*Closing Sets of Functional Dependencies*

As we have seen, given a set of FD's, we can sometimes infer some other FD's, including both trivial and nontrivial FD's. We shall, in later sections, want to differentiate between given FD's that are stated initially for a relation and derived FD's that are inferred using one of the rules of this section or by using the algorithm for closing a set of attributes.

Furthermore, we often have a choice of which FD's we use to represent the full set of FD's for a relation. Any set of given FD's from which we can infer all the FD's for a relation will be called a basis for that relation. If no proper subset of the FD's in a basis can also derive the complete set of FD's, then we say the basis is minimal.**Example :** Think about a relation R(A, B, C) such that each attribute functionally determines the other two attributes.
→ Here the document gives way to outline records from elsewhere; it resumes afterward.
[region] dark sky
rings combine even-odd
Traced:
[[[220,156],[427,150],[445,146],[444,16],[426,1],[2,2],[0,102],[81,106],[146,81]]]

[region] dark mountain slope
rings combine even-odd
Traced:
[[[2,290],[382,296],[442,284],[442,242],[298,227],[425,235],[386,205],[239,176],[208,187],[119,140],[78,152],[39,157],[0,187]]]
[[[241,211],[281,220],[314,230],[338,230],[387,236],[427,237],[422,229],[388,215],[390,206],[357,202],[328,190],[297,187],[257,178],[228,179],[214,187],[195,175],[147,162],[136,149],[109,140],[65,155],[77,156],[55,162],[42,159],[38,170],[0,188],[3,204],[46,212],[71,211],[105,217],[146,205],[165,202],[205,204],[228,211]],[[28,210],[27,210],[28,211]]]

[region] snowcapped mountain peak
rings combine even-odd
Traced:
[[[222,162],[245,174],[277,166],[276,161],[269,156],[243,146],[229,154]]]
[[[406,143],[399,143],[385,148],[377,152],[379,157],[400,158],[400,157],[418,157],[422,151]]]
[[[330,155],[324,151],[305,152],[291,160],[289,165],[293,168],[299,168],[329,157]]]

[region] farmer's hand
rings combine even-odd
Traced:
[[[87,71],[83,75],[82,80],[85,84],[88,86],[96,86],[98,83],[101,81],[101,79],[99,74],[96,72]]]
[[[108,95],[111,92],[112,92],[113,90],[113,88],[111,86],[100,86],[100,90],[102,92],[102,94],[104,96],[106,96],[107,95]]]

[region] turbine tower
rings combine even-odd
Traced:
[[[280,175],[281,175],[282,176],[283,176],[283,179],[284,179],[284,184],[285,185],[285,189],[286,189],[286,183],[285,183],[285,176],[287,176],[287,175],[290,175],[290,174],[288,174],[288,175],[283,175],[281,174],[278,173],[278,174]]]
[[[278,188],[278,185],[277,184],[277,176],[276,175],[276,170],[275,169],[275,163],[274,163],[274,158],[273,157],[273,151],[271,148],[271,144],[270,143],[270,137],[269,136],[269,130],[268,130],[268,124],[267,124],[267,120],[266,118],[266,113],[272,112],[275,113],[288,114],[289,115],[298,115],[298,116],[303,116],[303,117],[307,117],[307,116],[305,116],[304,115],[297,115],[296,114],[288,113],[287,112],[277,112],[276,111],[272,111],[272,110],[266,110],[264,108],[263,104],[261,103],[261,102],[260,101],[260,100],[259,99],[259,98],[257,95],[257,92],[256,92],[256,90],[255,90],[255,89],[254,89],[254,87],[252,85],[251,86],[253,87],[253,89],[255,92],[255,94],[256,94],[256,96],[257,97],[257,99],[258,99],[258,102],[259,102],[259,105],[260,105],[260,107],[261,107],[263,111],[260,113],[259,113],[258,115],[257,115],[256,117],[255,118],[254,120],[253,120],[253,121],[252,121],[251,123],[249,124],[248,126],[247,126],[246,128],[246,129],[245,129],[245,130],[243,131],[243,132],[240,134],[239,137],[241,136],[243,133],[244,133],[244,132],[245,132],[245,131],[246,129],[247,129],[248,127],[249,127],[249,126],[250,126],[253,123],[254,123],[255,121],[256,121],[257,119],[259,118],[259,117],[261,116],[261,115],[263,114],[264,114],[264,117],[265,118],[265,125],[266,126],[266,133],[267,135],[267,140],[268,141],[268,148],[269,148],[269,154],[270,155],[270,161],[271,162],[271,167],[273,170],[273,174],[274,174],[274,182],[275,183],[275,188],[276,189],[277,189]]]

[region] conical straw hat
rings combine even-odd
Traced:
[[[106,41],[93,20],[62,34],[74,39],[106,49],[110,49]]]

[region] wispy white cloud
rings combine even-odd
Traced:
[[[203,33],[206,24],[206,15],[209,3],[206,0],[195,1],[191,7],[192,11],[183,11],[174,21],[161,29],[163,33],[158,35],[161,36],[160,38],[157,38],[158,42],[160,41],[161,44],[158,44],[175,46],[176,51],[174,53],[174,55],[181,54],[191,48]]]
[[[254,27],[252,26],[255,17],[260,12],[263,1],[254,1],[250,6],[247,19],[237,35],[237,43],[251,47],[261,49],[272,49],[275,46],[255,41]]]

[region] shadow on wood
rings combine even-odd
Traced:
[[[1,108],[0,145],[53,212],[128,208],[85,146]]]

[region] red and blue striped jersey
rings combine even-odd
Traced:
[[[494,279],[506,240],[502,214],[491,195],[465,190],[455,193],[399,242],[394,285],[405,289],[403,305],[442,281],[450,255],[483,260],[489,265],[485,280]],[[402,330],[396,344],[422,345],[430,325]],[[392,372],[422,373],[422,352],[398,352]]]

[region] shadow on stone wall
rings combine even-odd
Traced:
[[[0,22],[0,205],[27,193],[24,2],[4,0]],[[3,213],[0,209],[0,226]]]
The full set of derived FD's thus includes six FD's with one attribute on the left and one on the right; A → B, A → C, B → A, B → C, C → A, and C → B. It also contains the three nontrivial FD's with two attributes on the left: AB → C, AC → B, and BC → A. There are also the shorthands for pairs of FD's such as A → BC, and we might also contain the trivial FD's such as A → A or FD's like AB → BC that are not completely nontrivial (although in our strict definition of what is a FD we are not required to list trivial or partially trivial FD's, or dependencies that have various attributes on the right.

This relation and its FD's have various minimal bases. One is

{A → B, B → A, B → C, C → B}

Another is

{A → B, B → C, C → A}

There are many other bases, even minimal bases, for this example relation, and we leave their discovery as an exercise.